In 9.15 CISCO-UNIFIED-FIREWALL-MIB has few other OIDs:

show snmp oid | i 1.3.6.1.4.1.9.9.491.1.4
[601] .1.3.6.1.4.1.9.9.491.1.4.2.1.1.1 CISCO-UNIFIED-FIREWALL-MIB::cufwFOGroupIndex
[602] .1.3.6.1.4.1.9.9.491.1.4.2.1.1.2 CISCO-UNIFIED-FIREWALL-MIB::cufwFOGrpLastFailoverAt
[603] .1.3.6.1.4.1.9.9.491.1.4.2.1.1.3 CISCO-UNIFIED-FIREWALL-MIB::cufwFOGrpHAstate
[604] .1.3.6.1.4.1.9.9.491.1.4.2.1.1.4 CISCO-UNIFIED-FIREWALL-MIB::cufwFOGrpUpTime
[605] .1.3.6.1.4.1.9.9.491.1.4.2.1.1.5 CISCO-UNIFIED-FIREWALL-MIB::cufwFOGrpContextCount

E.g.

.1.3.6.1.4.1.9.9.491.1.4.2.1.1.1.0 = INTEGER: 0 <-- failover group
.1.3.6.1.4.1.9.9.491.1.4.2.1.1.2.0 = STRING: "12:14:55 MSK Feb 5 2021" <-- "show failover" Last Failover at: 12:14:55 MSK Feb 5 2021
.1.3.6.1.4.1.9.9.491.1.4.2.1.1.3.0 = INTEGER: 9 <-- role = active
.1.3.6.1.4.1.9.9.491.1.4.2.1.1.4.0 = Gauge32: 180065 <-- see MIB
.1.3.6.1.4.1.9.9.491.1.4.2.1.1.5.0 = Gauge32: 0 <-- number of contexts

ronit · ‎09-29-2022

Thank you for the clarification, very helpful.

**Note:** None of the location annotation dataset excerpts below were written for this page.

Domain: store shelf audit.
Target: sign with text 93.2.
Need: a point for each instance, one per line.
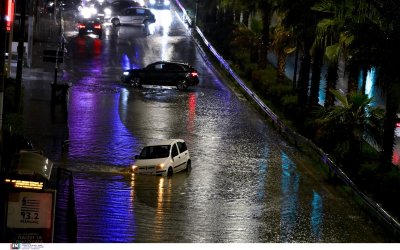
(30, 216)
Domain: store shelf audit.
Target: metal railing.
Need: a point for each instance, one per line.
(293, 136)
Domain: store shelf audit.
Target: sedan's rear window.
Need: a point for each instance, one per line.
(154, 152)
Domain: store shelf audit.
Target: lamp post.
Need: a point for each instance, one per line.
(195, 15)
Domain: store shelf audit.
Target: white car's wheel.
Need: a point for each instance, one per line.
(188, 166)
(136, 82)
(115, 22)
(182, 85)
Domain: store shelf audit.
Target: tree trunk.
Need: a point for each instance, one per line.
(316, 76)
(392, 106)
(304, 75)
(265, 9)
(281, 67)
(331, 79)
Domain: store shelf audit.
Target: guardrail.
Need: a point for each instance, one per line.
(293, 136)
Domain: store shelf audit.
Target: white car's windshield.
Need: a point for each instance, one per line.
(154, 152)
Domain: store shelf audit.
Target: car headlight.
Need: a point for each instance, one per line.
(107, 11)
(160, 166)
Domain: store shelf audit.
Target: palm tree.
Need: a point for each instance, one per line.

When you say you monitor both units using their own IPs, do you mean the interface failover IPs or the IPs configured on the dedicated management port?

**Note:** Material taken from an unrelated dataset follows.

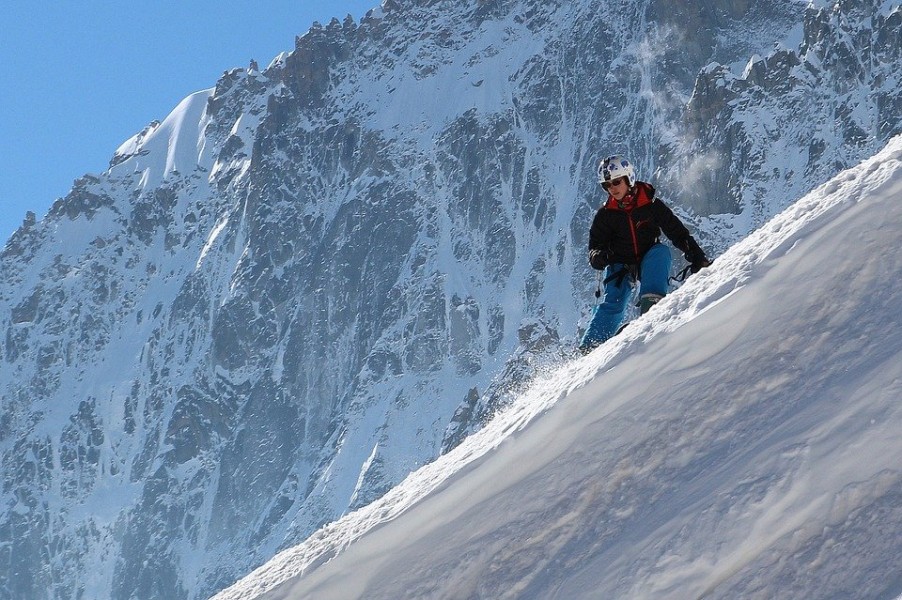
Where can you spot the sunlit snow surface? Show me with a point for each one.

We monitor them currently using the interface failover IPs and the problem is that if Unit-1 goes down, the same IP shifts to Unit-2 and the NMS thinks Unit-1 is still active whereas Unit-2 is down. How do you get around this issue?

tvotna · ‎09-30-2022

We poll over management interface, but this interface also has standby IP configured, so IP addresses are swapped when failover happens. So, yes, NMS thinks that the unit, which was polled before, is still active. But this is what we actually need, because the main purpose of monitoring for us is to monitor things like CPU and interface utilization. The drawback is that failover event can went unnoticed, but for this syslog is typically used or the MIBs above (they give access to roles of primary and secondary unit, so you know which one is active and which one is standby). Also, SNMP trap for failover event is supported as of 9.15:

OID cufwFailoverRoleChanged in CISCO-UNIFIED-FIREWALL-MIB

snmp-server enable trap failover-state

- .1.3.6.1.4.1.9.9.491.1.4.2.1.1.1.{0|1|2} = {0|1|2} - failover group
- .1.3.6.1.4.1.9.9.491.1.4.2.1.1.3.{0|1|2} = state (9 - active)

ronit · ‎10-17-2022

I tested this in our lab and I can see the different states of failover. Now just need to figure out how to use this data in our NMS (Zabbix) to get the desired results.